Why (not) pdf?

Text Collector lets you print text messages by converting them to pdf. What we call “text messages,” of course, includes messages with both text and pictures. Sometimes they include other types of attachments, like dirty .gif files, but that’s another article. For now, I’m just discussing images and text.

On the surface, pdf seems ideal: it’s universally viewable, supports pagination, and, unlike images, includes text in a searchable way. But I don’t really like pdf as an ediscovery interchange format.

Why? Pdf is too complicated. As file formats go, it’s far from the worst monster out there, but it’s also far from simple. As a consequence, the many different programs that generate pdf often get it slightly wrong; they’re not necessarily bad programs: they’re just dealing with a complicated problem and make mistakes.

Pdf viewers grapple with the resultant problems and show you something that looks correct, so everything seems fine at first.

When you want to edit pdf, however, things quickly go wrong. For a typical ediscovery operation like stamping Bates numbers on your pdf files, the small errors compound and you have a significant chance that the result will be illegibly damaged.

Assume some set of pdf files P , and an operation b that you want to do on them to produce an output set, O .

b:P \rightarrow O

You can visually check some number v for correctness.

When the size of O is larger than v there will be some subset E, larger than zero, that is terribly broken.

E \subset O \land |O| > v \Rightarrow |E| > 0

Ulfers’ Law of Batch Pdf Editing

Second, since it is complex, pdf allows all manner of invisible content.

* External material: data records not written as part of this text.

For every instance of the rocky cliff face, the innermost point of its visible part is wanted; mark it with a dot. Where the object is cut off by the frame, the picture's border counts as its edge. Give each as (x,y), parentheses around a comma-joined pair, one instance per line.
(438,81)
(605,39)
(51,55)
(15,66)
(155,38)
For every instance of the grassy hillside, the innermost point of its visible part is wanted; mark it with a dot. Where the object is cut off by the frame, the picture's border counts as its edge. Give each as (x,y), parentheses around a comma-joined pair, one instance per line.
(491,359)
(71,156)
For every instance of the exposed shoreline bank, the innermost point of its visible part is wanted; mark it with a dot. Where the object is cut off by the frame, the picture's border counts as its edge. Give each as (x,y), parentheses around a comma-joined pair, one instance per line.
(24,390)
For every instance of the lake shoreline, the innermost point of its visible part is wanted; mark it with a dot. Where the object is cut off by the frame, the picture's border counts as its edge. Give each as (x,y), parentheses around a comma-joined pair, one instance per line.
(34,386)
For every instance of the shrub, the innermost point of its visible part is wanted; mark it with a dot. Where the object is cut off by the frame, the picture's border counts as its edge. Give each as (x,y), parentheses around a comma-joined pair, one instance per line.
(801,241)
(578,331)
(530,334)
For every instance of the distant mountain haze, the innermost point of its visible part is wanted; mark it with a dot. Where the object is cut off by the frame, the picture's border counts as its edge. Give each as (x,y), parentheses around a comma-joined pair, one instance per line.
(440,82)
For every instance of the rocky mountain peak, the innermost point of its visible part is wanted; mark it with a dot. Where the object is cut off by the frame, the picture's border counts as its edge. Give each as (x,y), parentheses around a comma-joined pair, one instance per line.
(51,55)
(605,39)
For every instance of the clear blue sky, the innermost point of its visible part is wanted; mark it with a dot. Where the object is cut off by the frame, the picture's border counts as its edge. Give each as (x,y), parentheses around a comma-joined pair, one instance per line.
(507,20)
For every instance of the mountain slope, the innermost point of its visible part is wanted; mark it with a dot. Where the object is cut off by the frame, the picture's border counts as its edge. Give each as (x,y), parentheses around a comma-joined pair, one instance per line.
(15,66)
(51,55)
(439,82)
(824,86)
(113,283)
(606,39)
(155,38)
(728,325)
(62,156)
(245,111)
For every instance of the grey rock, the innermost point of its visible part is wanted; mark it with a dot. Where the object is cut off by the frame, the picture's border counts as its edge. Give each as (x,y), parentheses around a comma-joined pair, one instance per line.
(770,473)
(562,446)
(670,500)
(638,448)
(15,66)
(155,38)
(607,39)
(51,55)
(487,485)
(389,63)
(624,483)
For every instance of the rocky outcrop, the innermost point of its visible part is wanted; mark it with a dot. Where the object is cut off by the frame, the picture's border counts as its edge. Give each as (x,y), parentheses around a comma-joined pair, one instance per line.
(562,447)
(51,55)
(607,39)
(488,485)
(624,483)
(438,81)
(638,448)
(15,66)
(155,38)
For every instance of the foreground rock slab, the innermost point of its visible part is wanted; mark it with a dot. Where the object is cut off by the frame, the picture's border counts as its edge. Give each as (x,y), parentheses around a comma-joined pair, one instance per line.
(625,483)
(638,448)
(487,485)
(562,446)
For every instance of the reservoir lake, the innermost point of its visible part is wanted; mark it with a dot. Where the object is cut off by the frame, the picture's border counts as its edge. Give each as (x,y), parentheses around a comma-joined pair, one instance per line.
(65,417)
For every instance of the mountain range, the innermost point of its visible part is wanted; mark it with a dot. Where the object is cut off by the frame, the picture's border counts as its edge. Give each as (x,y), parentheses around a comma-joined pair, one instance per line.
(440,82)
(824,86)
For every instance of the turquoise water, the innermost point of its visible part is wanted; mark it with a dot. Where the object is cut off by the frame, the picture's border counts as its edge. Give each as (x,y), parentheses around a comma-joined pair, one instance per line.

This makes redacting pdf hazardous and if you have a highly-developed sense of self-doubt, it’s hard to shake the feeling you’ve done something wrong that allows the redaction to be removed.

So, why does Text Collector convert messages to pdf and not something else?

There are no suitable alternatives. Html is universally viewable but has no notion of pagination and very limited image embedding. Microsoft Word format is too easy to edit, and comparable in complexity to pdf. Mhtml never got universal support and it lacks pagination anyway. Tiffs and text are too large and useless to average people. How about svg?

So pdf it is, for better or worse.